Взбудоражилась девица, повскакивала со скамьи и в теплые объятия матушки упала с рвением.
– Не плачь, мамушка. Так плачешь, будто мы с тобой прощаемся. Знаю, что любишь! И я тебя люблю без памяти! Больше всех на свете! Какая ты у нас – ни у кого такой нету! Никогда тебя не брошу! Жениха так выберу, чтоб только рядом с домом, чтоб тебя и семью видеть каждый день. И полюбит тебя и батюшку, как меня. Иначе и не быть вместе, – затараторила растроганная девица, глаза васильковые ланьи росой наполняя.
– Это только Бог знает куда тебя занесет, – всхлипывала Заря Милославна. – Но я не только поэтому растрогалась. Вспомнила, как ты у меня появилась, лицонько твое раскрасивое, будто из сказок волшебных на меня воззрилось, и с тех пор жизнь моя круто изменилась. А вот уже день настал, когда я тебя в невесты готовлю, – вновь уложила дочку на кедровую скамью и давай пенить мылкой-мочалкой душевно. – Потом мне вспомнилось, на тебя глядючи, как меня матушка намывала когда-то, слезы роняя. Вспомнила и нашу с ней последнюю баньку, и как все повторяется поочередно неостановимо. А ведь как вчера пронеслось, – и руками показала, как года быстро-быстро перед глазами пролетели. – А ведь было это давным-давно, и тоже не верилось, что всего столько впереди пережить и узнать придется.
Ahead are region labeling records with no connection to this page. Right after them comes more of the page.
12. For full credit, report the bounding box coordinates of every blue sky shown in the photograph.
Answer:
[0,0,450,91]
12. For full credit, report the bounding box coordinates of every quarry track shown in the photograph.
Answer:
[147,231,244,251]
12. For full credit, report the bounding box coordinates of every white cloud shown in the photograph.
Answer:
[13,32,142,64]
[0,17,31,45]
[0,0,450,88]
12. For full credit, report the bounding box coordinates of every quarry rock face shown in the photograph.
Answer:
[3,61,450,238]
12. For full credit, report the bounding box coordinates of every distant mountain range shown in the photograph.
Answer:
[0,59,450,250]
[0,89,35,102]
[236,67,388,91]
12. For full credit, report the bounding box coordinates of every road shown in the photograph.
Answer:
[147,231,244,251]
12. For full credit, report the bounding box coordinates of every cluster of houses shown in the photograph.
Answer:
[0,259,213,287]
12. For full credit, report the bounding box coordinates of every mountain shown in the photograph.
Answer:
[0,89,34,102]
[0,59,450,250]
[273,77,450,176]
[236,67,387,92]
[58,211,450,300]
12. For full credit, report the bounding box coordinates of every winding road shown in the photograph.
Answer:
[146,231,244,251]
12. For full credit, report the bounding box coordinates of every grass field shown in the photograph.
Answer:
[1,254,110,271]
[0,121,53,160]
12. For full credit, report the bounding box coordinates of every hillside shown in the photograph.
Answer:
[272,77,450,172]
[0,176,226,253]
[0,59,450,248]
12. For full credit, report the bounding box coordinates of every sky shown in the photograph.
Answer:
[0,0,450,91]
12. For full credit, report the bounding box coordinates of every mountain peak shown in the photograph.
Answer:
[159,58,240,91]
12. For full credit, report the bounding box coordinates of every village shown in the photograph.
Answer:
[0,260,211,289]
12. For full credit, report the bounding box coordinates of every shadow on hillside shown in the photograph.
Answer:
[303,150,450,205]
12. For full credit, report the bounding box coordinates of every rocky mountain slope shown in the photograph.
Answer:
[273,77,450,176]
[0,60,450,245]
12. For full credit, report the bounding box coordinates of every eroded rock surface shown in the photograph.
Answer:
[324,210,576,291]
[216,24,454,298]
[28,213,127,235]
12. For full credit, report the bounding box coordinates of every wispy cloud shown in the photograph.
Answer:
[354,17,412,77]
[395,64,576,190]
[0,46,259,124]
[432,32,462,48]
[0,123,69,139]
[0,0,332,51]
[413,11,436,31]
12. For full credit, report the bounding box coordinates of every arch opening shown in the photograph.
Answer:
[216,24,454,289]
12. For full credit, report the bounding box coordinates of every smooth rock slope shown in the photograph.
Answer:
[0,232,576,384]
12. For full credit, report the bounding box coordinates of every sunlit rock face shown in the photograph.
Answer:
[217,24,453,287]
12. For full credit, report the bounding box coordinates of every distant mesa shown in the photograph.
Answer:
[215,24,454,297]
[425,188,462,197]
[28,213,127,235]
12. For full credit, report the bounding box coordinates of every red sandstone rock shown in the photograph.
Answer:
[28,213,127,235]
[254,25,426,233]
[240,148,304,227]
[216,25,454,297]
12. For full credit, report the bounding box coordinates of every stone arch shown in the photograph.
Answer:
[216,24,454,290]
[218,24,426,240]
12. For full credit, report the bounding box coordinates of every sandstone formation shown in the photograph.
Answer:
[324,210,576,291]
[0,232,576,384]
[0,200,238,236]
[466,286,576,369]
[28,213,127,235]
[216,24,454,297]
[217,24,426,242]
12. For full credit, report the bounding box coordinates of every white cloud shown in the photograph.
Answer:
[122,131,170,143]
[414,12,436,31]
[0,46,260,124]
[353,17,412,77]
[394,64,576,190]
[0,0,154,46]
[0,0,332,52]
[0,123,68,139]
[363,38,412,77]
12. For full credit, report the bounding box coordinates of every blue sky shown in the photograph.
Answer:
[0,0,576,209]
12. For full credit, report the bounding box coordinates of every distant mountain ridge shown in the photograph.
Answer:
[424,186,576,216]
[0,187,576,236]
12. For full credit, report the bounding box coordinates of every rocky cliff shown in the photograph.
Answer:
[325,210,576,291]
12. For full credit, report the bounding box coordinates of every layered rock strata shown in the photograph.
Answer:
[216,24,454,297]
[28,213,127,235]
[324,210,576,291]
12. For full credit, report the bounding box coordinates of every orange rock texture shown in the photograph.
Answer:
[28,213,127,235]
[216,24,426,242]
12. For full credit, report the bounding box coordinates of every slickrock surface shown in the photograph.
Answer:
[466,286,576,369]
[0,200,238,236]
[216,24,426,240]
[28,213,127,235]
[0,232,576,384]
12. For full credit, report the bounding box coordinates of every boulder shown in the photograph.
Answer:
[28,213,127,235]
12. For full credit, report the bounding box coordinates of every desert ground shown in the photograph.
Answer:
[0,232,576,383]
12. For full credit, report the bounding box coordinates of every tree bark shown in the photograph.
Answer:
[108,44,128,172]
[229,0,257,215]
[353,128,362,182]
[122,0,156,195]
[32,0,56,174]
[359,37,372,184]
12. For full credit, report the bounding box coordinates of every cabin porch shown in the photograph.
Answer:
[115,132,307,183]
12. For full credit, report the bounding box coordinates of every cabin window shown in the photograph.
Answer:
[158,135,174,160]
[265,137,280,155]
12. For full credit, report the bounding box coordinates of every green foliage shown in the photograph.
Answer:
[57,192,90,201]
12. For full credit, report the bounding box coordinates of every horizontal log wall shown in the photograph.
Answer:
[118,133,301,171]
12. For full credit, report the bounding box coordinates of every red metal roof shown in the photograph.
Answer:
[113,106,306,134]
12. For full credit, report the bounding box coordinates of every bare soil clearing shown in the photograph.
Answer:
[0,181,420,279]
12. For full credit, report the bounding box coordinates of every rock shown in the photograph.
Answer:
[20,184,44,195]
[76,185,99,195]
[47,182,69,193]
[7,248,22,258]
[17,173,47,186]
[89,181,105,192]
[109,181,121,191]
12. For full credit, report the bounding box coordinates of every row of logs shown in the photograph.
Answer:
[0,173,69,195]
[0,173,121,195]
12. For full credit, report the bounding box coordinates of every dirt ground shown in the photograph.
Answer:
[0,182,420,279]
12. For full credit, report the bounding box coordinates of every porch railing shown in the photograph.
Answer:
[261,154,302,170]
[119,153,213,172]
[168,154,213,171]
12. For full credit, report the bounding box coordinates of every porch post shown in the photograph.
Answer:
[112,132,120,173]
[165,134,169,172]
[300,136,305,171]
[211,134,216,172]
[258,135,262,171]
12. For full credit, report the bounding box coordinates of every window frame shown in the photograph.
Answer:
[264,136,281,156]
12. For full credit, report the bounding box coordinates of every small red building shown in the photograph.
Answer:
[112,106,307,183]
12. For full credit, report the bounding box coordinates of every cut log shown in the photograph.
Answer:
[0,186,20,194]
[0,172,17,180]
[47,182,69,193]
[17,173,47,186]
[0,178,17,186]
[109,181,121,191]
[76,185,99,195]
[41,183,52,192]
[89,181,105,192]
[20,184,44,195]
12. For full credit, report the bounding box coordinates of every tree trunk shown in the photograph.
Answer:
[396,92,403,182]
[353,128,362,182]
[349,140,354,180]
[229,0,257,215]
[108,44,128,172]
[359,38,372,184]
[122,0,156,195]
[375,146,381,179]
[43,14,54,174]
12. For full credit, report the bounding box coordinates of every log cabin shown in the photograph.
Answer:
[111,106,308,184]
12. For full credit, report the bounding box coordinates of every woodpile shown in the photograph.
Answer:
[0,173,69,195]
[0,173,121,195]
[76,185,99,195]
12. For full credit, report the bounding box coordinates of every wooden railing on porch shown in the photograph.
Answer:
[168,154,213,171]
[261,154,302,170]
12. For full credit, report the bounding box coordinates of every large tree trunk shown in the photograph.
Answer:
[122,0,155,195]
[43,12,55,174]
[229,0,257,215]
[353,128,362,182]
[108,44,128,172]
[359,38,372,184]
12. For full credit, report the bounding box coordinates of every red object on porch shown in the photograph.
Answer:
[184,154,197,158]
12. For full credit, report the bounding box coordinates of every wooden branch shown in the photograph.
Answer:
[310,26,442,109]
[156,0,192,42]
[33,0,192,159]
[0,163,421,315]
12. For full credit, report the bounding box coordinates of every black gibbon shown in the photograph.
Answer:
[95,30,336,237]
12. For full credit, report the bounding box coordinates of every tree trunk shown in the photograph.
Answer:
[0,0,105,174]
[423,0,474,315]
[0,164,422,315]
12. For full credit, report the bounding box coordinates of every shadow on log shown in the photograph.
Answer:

Казалось все простым и ветреным. – Вздохнула уже легче. – С другой стороны, смотрю на тебя, сердце мое, и понимаю, что вся жизнь моя до вас будто сном прошла. Спала крепко беспамятно, а проснулась только с вами. Век мой отсчет начал только с появлением тебя первой и продолжился счастьем большим под крылом отца твоего в тепле совместного проживания в нашем доме любимом. Потому и расставаться жалко. Ходило мое сердце гуляло да под присмотром, а теперь – побежит, резвясь, куда жизнь понесет без моего дозволения. А возможно и без помощи и совета своевременного в нужный час… Хотелось бы мне, чтоб опять ты в девочку назад превратилася и на колени мои присела, молоко всасывая.